In 2045, upon waking, you’ll walk into the bathroom, whose mirror will check your pulse and blood oxidation. An ultrasonic teeth cleaner samples and analyses your saliva, while bathroom scales, built into the floor, check your weight and skin salinity. Your toilet analyses all body matter issued, and all data is checked against your wearables to consider the recorded activities of the previous day, including food and drink intake.

By the time you are dressed and enter the kitchen your general health and bodily needs have been assessed and a suitable smoothie and coffee will have been prepared, along with a suggested breakfast menu of food, which is optimised to match the day’s activities, pulled from your diary and messaging systems.
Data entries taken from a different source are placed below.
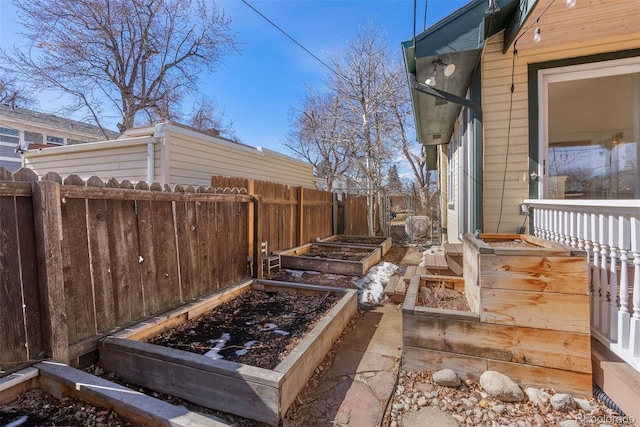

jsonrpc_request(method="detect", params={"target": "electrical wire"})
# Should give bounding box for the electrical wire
[242,0,349,82]
[496,40,518,234]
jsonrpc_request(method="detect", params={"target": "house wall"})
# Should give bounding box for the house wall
[23,138,162,182]
[165,126,315,188]
[482,0,640,233]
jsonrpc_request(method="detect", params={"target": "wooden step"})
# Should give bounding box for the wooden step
[447,255,463,276]
[591,338,640,420]
[384,276,400,297]
[442,243,462,257]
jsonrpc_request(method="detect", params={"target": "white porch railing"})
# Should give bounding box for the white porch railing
[525,200,640,372]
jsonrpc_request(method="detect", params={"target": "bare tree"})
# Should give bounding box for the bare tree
[285,89,352,189]
[0,0,238,137]
[0,73,34,108]
[187,98,238,142]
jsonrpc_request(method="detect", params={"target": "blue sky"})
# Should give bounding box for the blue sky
[0,0,468,154]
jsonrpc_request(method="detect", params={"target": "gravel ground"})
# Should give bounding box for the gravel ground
[385,371,634,427]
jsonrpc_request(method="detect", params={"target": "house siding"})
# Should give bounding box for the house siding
[166,126,315,188]
[482,0,640,233]
[24,141,151,182]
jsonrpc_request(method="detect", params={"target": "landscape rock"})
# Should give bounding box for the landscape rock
[433,369,462,388]
[480,371,524,402]
[551,393,578,412]
[524,387,551,406]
Everything will be tailored to your own needs, and by the time you leave the house, you will be completely refreshed and energised for the day ahead.

Mark Drapeau, head of content, World Future Society and editor, The Futurist

Poverty and hunger have been all but eliminated - by Uber

Uber, the world’s premier logistics, transportation, and energy company, has entirely eliminated urban “food islands” in developed areas of the world, and the Uber Foundation has leveraged the company’s technology along with outside partnerships to make significant contributions to reducing global hunger and poverty.

Through massive R&D efforts in renewable energy, autonomous vehicles, and technology-governed transportation networks, food, water, and other critical goods are available at extremely low cost to virtually anyone in the world who needs them. Such innovation can be traced back to the Gates Treaty of 2025, which was driven by philanthropist Bill Gates and President of the United States Pharrell Williams.

It for the first time brought together the most economically productive 25 nations to agree to a mutual reduction in military and other spending and an increase in R&D spending and corporate incentives to pursue environmental and climate change reseach.